FRANÇOIS CHENG, INVITE EXCEPTIONNEL DE «LA GRANDE LIBRAIRIE»
• Par   Mohammed Aïssaoui 
Mercredi, l’écrivain et poète, qui siège à l’Académie française, évoquera la foi à travers son livre sur Notre-Dame de Paris.
Sa parole est aussi calme que forte. François Cheng sera l’invité exceptionnel de l’émission «La Grande Librairie», mercredi 29 janvier, à 20h50, sur France 5. Une heure de grande écoute pour un écrivain qu’il faut absolument écouter. Il parlera de la foi, à travers sa dernière publication À Notre-Dame, une communion universelle (aux éditions Salvator), un livre né après que les flammes ont jailli des entrailles de Notre-Dame, le 15 avril 2019.
Le mercredi 17 avril, Cheng était intervenu dans l’émission littéraire. Il avait dit, à propos de Notre-Dame et de l’émotion que l’incident a suscité «C’est alors que les Français ont eu comme une révélation: c’est bien ce monument-là, et non un autre, qui incarne notre âme commune. Chargé de spiritualité et d’histoire, il est véritablement fait de pierres vivantes, autrement dit de notre chair et de notre sang, puisqu’un cœur n’a jamais cessé d’y battre.» Son intervention a eu un grand retentissement, et de nombreuses lettres avaient été envoyées à «La Grande Librairie».
Il impose ses silences
«“La Grande Librairie” vous propose de prendre de la hauteur et du temps pour réfléchir, avec un écrivain dont toute l’œuvre est une invitation à vivre mieux», souligne François Busnel, le fondateur de l’émission. En effet, l’écrivain, qui siège à l’Académie française, impose son rythme lent, ses silences, le temps de la réflexion, c’est sans doute pour cela qu’il séduit autant. Ses livres, tels que Cinq méditations sur la beauté ou De l’âme, ont figuré en tête des meilleures ventes.

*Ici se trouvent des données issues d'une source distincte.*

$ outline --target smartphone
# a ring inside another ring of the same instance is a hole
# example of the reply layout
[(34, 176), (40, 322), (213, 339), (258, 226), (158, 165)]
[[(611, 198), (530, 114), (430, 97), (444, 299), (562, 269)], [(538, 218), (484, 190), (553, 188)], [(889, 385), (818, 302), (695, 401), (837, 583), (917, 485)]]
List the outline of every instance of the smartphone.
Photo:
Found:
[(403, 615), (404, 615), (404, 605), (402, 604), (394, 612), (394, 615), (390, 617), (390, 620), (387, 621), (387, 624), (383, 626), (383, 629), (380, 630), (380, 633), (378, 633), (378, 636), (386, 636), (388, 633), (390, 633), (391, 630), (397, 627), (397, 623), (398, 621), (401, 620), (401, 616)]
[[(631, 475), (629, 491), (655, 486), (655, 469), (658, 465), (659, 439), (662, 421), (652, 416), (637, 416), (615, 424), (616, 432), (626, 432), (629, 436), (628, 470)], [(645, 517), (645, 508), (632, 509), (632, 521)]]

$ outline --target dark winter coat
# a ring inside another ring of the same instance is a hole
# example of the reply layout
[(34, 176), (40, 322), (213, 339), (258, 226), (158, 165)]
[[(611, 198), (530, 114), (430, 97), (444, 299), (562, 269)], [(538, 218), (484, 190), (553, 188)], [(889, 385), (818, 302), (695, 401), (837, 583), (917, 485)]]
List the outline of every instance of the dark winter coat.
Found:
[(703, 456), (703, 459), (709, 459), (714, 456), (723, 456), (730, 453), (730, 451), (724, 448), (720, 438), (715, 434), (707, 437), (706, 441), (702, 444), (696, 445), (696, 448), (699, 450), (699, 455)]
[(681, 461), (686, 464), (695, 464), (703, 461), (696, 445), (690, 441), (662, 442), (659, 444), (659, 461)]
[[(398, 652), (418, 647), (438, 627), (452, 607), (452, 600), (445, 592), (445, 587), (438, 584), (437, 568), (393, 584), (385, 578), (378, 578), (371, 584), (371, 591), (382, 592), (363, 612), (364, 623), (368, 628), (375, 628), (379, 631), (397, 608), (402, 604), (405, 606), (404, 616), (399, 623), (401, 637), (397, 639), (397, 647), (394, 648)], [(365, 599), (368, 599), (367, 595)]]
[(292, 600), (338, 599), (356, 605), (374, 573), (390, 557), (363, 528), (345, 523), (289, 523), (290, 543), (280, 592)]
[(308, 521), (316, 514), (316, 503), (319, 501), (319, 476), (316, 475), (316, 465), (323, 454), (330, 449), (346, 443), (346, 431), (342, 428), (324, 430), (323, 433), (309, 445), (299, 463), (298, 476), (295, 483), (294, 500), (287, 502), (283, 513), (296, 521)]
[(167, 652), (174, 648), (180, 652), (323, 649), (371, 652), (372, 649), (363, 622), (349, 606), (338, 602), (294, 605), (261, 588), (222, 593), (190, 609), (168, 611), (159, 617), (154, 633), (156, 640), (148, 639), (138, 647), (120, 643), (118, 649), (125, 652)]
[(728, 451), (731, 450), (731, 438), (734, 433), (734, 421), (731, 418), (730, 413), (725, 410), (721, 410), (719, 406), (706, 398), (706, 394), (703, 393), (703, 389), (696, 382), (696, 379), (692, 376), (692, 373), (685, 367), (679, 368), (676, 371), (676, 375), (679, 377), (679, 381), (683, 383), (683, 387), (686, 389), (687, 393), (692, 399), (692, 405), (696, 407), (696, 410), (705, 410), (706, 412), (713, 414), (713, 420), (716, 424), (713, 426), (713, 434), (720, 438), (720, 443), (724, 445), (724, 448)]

. C’est l’un des rares auteurs qui peut se targuer de rencontrer un large public en leur proposant des poèmes.

COMMENTAIRE DE DIVERCITY
PLUS QU’UNE LANGUE, LE FRANÇAIS EST UNE PATRIE LITTERAIRE

Béatrice Kahn, François Cheng et Albert Camus ont fait du français la patrie qu’ils habitent autant qu’elle les habite. Hannah Arendt a fait pareil pour l’allemand. Malraux croyait à raison que la liberté se conquiert. C’est encore plus vrai pour la langue et celle-ci n’est pas forcément maternelle. On est en droit d’attendre des enseignants, de tous les enseignants de Wallobrux, même de ceux qui n’enseignent pas le français qu’ils aient de cette langue une parfaite maîtrise quelle que soit leur origine. 
« La Fédération des étudiants francophones,  voit dans l’obligation de maîtriser le français un "filtre social", une "occasion de plus d'allonger les études" et une pratique "psychologiquement très violente". Elle se trompe, elle nous trompe et surtout elle trompe les candidats enseignants. C’est là pure démagogie dont les victimes seront les futures élèves de ces enseignants en herbe.